Available detection methods: `'auto'`, `'Iqr_method'`, `'z_score'`, `'modified_z_score'`, `'percentile'`

### Manual Handling Method

```python
# Use a specific replacement strategy
cleaned_df, report = handle_outliers(df, "column_name", replacement="median")
```

Available replacement methods: `'auto'`, `'interpolate'`, `'winsorization'`, `'median'`, `'mean'`, `'mode'`, `'custom'`, `'remove'`, `'bfill'`, `'ffill'`

### Custom Value Replacement

```python
cleaned_df, report = handle_outliers(df, "column_name", replacement="custom", value=0)
```

### Pre-Cleaning Summary

```python
from autooutlier import before_cleaning_summary

summary = before_cleaning_summary(df, "column_name")
print(summary)
```

Output includes: suggested detection method, handling method, skewness, distribution type, outlier count, and outlier percentage.

---

## API Overview

### Public API

| Function | Description |
|---|---|
| `handle_outliers(data, column, detection_method='auto', replacement='auto', value=None)` | Detect and handle outliers. Returns `(cleaned_data, report)`. |
| `detect_outliers(data, column)` | Detect outliers automatically.
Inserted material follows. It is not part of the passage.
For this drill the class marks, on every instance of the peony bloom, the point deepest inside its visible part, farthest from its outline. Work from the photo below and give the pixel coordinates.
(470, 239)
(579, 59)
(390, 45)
Returns a boolean mask. |
| `detect_outlier_method(data, column)` | Returns the suggested detection method name. |
| `before_cleaning_summary(data, column)` | Returns a DataFrame summary report before cleaning. |

### Module Reference

| Module | Contents |
|---|---|
| `autooutlier.statistics` | `mean`, `median`, `mode`, `std`, `var`, `data_range`, `q1`, `q3`, `iqr`, `skew`, `skew_measurment`, `is_normal`, `kurtosis`, `kurtosis_measurement` |
| `autooutlier.detection` | `Iqr_method`, `z_score_method`, `modified_z_score`, `percentile_method`, `detect_outlier_method`, `detect_outliers` |
| `autooutlier.handling` | `winsorization`, `interpolate`, `replace_with_mean`, `replace_with_median`, `replace_with_mode`, `replace_with_custom_value`, `replace_with_forward_fill`, `replace_with_backward_fill`, `remove_outliers`, `detect_handler`, `handle_outliers` |
| `autooutlier.summary` | `before_cleaning_summary` |
| `autooutlier.visualization` | `box_plot` |
| `autooutlier.utils` | `is_numeric`, `is_time_series`, `is_continous`, `outlier_count`, `outlier_percentage` |

---

## License

This project is licensed under the MIT License — see the [LICENSE](LICENSE) file for details.

---

## Changelog

See [CHANGELOG.md](CHANGELOG.md) for all notable changes.